Overall, only 49 per cent of UK households expect the macroeconomic situation to deteriorate in the coming year.
Some 66 per cent of Northern Irish respondents said they are worried about inflation, particularly, rising food prices. Growth in energy prices was a concern for 68 per cent of respondents.
However, some 71 per cent of respondents in Northern Ireland said they are satisfied with their lives overall, while, quite surprisingly, for the entire UK, the share of satisfied citizens was smaller, at 65 per cent.
51 per cent of Northern Ireland’s residents assessed their personal finances as ‘good’, while for the entire UK the percentage was smaller, at 49 per cent.

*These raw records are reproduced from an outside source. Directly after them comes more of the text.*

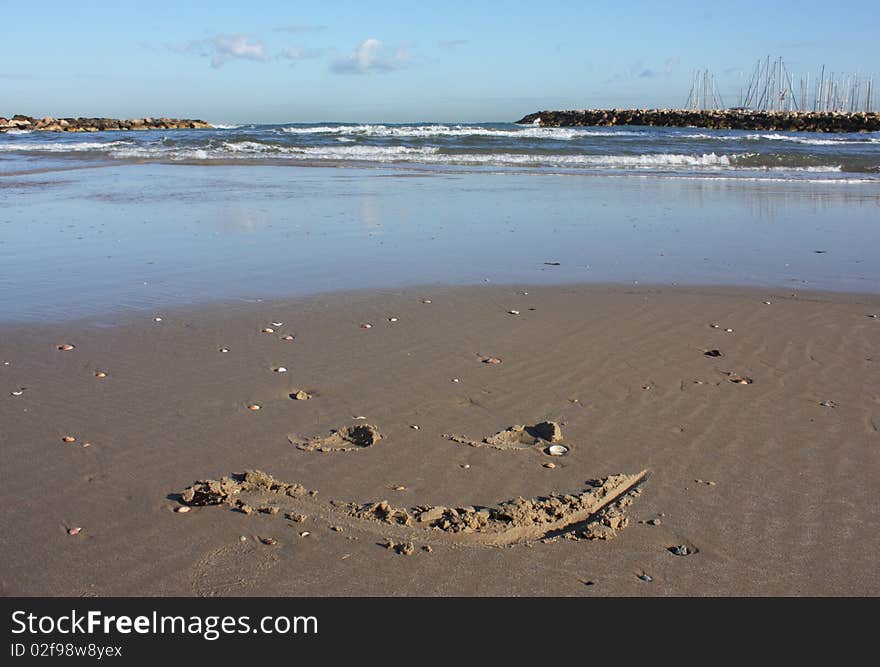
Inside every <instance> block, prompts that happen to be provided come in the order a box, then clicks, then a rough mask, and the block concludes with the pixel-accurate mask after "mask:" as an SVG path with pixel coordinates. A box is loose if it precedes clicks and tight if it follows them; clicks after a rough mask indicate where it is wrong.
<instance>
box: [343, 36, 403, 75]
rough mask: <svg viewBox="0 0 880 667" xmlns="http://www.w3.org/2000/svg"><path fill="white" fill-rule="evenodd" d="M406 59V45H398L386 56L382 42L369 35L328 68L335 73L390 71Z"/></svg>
mask: <svg viewBox="0 0 880 667" xmlns="http://www.w3.org/2000/svg"><path fill="white" fill-rule="evenodd" d="M408 61H409V56H408V54H407V52H406V46H404V45H401V46H399V47H398V48H397V50H396V51H395V52H394V53H393V54H392V55H391V56H387V55H386V54H385V47H384V45H383V44H382V42H380V41H379V40H378V39H374V38H372V37H371V38H370V39H366V40H364V41H363V42H362V43H361V45H360V46H358V47H357V48H356V49H355V50H354V52H353V53H352V54H351V55H349V56H346V57H344V58H338V59H337V60H334V61H333V62H332V63H331V65H330V69H331V70H333V71H334V72H336V73H337V74H367V73H368V72H390V71H391V70H395V69H399V68H400V67H403V66H404V65H406V63H407V62H408Z"/></svg>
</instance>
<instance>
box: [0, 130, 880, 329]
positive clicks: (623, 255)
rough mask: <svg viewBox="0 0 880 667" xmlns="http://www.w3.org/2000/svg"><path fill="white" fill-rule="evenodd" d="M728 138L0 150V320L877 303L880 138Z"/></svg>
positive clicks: (131, 138) (694, 133)
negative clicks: (149, 315) (357, 295)
mask: <svg viewBox="0 0 880 667" xmlns="http://www.w3.org/2000/svg"><path fill="white" fill-rule="evenodd" d="M438 128H440V129H438ZM294 130H296V131H294ZM591 132H592V134H590V133H591ZM517 133H529V134H528V135H527V136H515V135H517ZM603 133H614V134H610V135H608V134H603ZM642 133H644V134H642ZM733 134H738V133H731V132H730V131H717V132H713V131H710V130H674V131H673V130H655V129H654V128H577V129H571V130H568V129H565V128H563V129H554V130H552V131H549V130H544V129H543V128H532V127H526V128H522V127H518V126H511V125H485V126H464V125H460V126H456V125H452V124H447V125H439V124H423V125H411V126H390V125H382V126H378V125H371V126H355V125H326V124H325V125H315V126H262V127H254V126H245V127H239V128H226V129H219V130H207V131H181V132H166V133H154V132H141V133H134V132H131V133H109V132H108V133H96V134H89V135H83V134H76V135H73V134H71V135H57V134H38V133H32V134H29V135H7V136H2V135H0V320H5V321H16V320H45V319H65V318H78V317H84V316H92V315H97V314H101V313H108V312H119V311H130V310H150V311H156V310H161V309H162V308H167V307H172V306H178V305H183V304H198V303H203V302H207V301H216V300H228V299H256V298H269V297H277V296H288V295H304V294H313V293H318V292H324V291H331V290H343V289H359V288H394V287H399V286H406V285H415V284H433V283H443V284H482V283H485V282H490V283H492V284H496V283H510V284H513V283H516V284H534V283H541V284H547V283H571V282H618V283H632V282H634V281H638V282H639V283H659V284H671V283H684V284H712V285H750V286H766V287H768V288H774V289H776V288H781V287H785V288H789V287H790V288H793V289H797V290H803V289H809V288H813V289H831V290H843V291H861V292H875V293H876V292H878V291H880V178H878V176H880V174H878V170H877V165H880V143H878V140H877V137H876V136H873V135H833V136H832V135H827V136H826V135H822V136H815V135H794V134H791V135H785V138H776V137H769V138H765V137H760V136H749V133H739V134H741V135H742V136H736V138H730V137H731V136H732V135H733ZM780 134H781V133H780ZM532 135H534V136H532ZM688 135H694V136H688ZM696 135H704V136H700V137H697V136H696ZM807 140H810V141H814V142H823V141H831V142H834V143H833V144H828V143H804V142H806V141H807ZM252 144H253V145H252ZM22 146H24V148H22ZM233 146H234V147H235V148H230V147H233ZM255 146H260V147H261V148H255ZM710 149H711V150H710ZM346 151H347V152H346ZM517 151H518V152H517ZM505 155H513V156H517V157H516V159H513V158H509V157H503V158H501V157H498V156H505ZM712 155H714V157H709V156H712ZM746 155H749V157H745V156H746ZM401 156H403V159H400V158H401ZM660 156H665V157H660ZM741 156H742V157H741Z"/></svg>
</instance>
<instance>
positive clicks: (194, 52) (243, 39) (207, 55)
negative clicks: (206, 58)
mask: <svg viewBox="0 0 880 667" xmlns="http://www.w3.org/2000/svg"><path fill="white" fill-rule="evenodd" d="M174 50H176V51H179V52H181V53H196V54H198V55H200V56H203V57H206V58H210V59H211V67H222V66H223V65H224V64H225V63H227V62H229V61H230V60H236V59H241V60H256V61H260V62H264V61H266V60H267V57H266V48H265V47H264V46H263V43H262V42H261V41H260V40H258V39H254V38H253V37H252V36H251V35H248V34H246V33H235V34H224V35H214V36H213V37H209V38H207V39H198V40H194V41H192V42H188V43H187V44H184V45H183V46H180V47H175V49H174Z"/></svg>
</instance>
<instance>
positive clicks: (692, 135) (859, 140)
mask: <svg viewBox="0 0 880 667" xmlns="http://www.w3.org/2000/svg"><path fill="white" fill-rule="evenodd" d="M678 138H681V139H702V140H710V141H762V140H763V141H790V142H792V143H796V144H807V145H812V146H846V145H864V144H872V143H880V138H878V137H865V138H864V139H852V138H851V137H846V138H840V139H821V138H818V137H804V136H798V135H794V134H778V133H769V134H706V133H702V132H697V133H693V134H680V135H678Z"/></svg>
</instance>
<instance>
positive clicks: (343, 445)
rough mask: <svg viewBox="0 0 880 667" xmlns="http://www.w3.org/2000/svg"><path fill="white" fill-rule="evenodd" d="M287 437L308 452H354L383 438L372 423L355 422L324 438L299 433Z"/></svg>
mask: <svg viewBox="0 0 880 667" xmlns="http://www.w3.org/2000/svg"><path fill="white" fill-rule="evenodd" d="M287 439H288V440H289V441H290V444H292V445H295V446H296V448H297V449H302V450H303V451H306V452H315V451H317V452H352V451H357V450H359V449H364V448H366V447H372V446H373V445H375V444H376V443H377V442H379V440H381V439H382V434H381V433H380V432H379V429H378V428H377V427H375V426H373V425H371V424H355V425H353V426H344V427H343V428H340V429H337V430H334V431H333V432H332V434H331V435H329V436H327V437H324V438H320V437H317V438H308V439H305V440H303V439H302V438H300V437H299V436H297V435H289V436H287Z"/></svg>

“With uncertainty around Brexit and Stormont politics looming large, politicians, regulators and businesses in Northern Ireland must take heed of these findings and work to ensure consumers are not getting a raw deal when it comes to essential services,” Which?’s Normand said.
Northern Ireland’s government says the report’s results must be taken into account by MPs in London, where the region is represented by the Democratic Unionist Party (DUP).
Ulster politicians believe their region needs closer economic ties with the rest of the UK, particularly in terms of trade and supply routes.
Although MPs are still debating a Brexit deal, which could help avoid a ‘hard border’ across Ireland, officials say the exposure of Northern Ireland’s economy to Brexit risks highlights the need for a tighter integration between the region and the rest of the UK.